Александр Первый (Мережковский) - страница 114

Он ехал верхом один — только дежурный флигель-адъютант следовал издали — по лесной аллее-просеке от нового Елагинского дворца ко взморью. Остановились. Камер-юнкер снял шляпу, офицер отдал честь. Государь поклонился им с той милостивой улыбкой, с которой он один умел кланяться, — для всех одинаковой и для каждого особенной, единственной.

— Что ты? — спросил Голицын Одоевского, который смотрел вслед государю, с лицом, сияющим от радости.

— Ничего… так… — как будто опомнился тот и опять покраснел, застыдился. — Сам не знаю, что со мною делается, когда вижу его… Как посмотрел-то на нас, улыбнулся!

— Так любишь его?

Одоевский молчал, все больше краснея.

«Зачем же ты в Тайном Обществе?» — хотел было спросить Голицын, но тот сам, без вопроса, ответил.

— Если бы он только знал, чего мы хотим, то первый бы с нами был…

— Как же с нами? Против себя самого?

— Ну, да. Не пожалел бы и себя для блага отечества, отдал бы все за счастье, за вольность России. Ежели царь — отец, то как может он желать, чтоб народ, дети его были рабами. Помнишь в Писании: сыны суть свободны…

— Да ведь это не о царе, а о Боге…

— Все равно.

— Нет, не все равно…

Замолчали и посмотрели друг на друга с тем удивлением, которое слишком поспешной дружбе свойственно, как будто впервые друг друга увидели.

— За что же мы его убить хотим? — вдруг усмехнулся Голицын опять давешней жуткой усмешкой.

— Убить? — воскликнул Одоевский. — Эх, душа моя, мало мы, что ли, вздору мелем, сами на себя врем? Да если кто и вправду пойдет на убийство, то увидит лицо его, глаза, улыбку, — вот как давеча нам улыбнулся, — и рука не подымется, сердце откажет! Изверга такого нет, чтоб не полюбил его и не был бы рад сам за него умереть. Сказать не умею, а только знаешь, как простой народ говорит: «Государь батюшка, красное солнышко!» У кого этого нет, тот не русский. А ведь мы русские; у нас у всех это есть, да забыли, а вспомним когда-нибудь.

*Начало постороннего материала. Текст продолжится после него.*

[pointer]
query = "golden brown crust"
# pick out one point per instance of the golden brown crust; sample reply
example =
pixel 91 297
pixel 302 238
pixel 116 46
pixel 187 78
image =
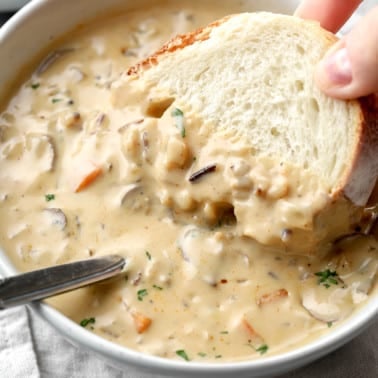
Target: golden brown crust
pixel 179 42
pixel 359 179
pixel 363 172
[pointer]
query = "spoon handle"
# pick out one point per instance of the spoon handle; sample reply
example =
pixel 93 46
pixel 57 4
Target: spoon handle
pixel 43 283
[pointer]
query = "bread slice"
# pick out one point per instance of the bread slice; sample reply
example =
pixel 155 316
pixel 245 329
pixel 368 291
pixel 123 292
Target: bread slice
pixel 250 76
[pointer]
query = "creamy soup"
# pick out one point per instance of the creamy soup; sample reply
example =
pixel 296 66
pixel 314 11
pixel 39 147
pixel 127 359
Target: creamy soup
pixel 84 172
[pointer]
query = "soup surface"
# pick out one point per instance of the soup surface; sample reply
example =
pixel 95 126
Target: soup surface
pixel 85 172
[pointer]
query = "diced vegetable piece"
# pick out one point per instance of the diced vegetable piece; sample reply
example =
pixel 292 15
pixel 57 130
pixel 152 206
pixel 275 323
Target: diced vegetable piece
pixel 142 322
pixel 92 171
pixel 272 297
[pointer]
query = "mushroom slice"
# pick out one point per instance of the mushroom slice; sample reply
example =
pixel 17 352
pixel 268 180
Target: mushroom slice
pixel 57 217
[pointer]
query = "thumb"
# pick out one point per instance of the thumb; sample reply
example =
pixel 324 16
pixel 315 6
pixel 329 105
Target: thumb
pixel 350 68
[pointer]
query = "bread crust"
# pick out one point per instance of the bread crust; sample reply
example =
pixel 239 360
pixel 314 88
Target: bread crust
pixel 359 178
pixel 362 174
pixel 178 42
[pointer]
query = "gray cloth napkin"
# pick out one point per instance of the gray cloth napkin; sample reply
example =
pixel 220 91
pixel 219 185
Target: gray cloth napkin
pixel 31 348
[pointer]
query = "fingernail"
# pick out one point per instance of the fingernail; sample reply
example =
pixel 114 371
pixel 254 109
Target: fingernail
pixel 338 68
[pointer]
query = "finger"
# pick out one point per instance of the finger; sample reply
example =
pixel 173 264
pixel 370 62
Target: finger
pixel 331 14
pixel 350 68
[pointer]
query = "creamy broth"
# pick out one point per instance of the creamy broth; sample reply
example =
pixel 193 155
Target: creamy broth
pixel 86 172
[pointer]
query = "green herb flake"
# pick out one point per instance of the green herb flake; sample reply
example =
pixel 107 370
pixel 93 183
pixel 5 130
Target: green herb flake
pixel 87 321
pixel 49 197
pixel 179 116
pixel 142 293
pixel 181 353
pixel 262 349
pixel 327 278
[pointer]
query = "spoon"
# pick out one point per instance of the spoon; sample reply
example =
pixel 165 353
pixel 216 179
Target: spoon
pixel 44 283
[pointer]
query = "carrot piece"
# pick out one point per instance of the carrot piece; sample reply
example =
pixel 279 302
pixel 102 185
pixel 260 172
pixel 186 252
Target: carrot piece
pixel 142 322
pixel 271 297
pixel 91 174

— Кто любит арбуз, а кто свиной хрящик; один — царя, другой — вольность, — рассмеялся Голицын: — но нельзя же царя и вольность вместе любить…

— Отчего нельзя?

— Ну, вот видишь, недаром я спрашивал давеча, так ли ты понял.

— Не то, не то…

— Нет, Саша, то самое.

Опять посмотрели друг на друга с удивлением и, как часто бывает в дружбе, почувствовали, что любят, но не знают друг друга. Да уж полно, любят ли? Не поторопились ли дружбой?

Вернулись на Крестовский, наняли лодку и выехали на взморье.

Была белая ночь, светло как днем, но краски все полиняли, выцвели; осталось только два цвета — белый да черный, как на рисунке углем: белая вода, белое небо, пустое — одна лишь последняя, прозрачная, с востока на запад тянувшаяся гряда перламутровых тучек; и черная полоска земли, как будто раздавленная, расплющенная между двумя белизнами — воды и воздуха; черная тоня, избушка на курьих ножках; черные тростники на отмелях, а дальше — все плоско-плоско, бело-бело, не отличить воды от воздуха. Тишина мертвая. Рыба всплеснет вблизи; вдали на барке топор застучит; пироскаф Берда, идущий в Кронштадт, первый и единственный пароход в России, по воде, невидимый, зашлепает колесами, — и тишина еще беспредельнее.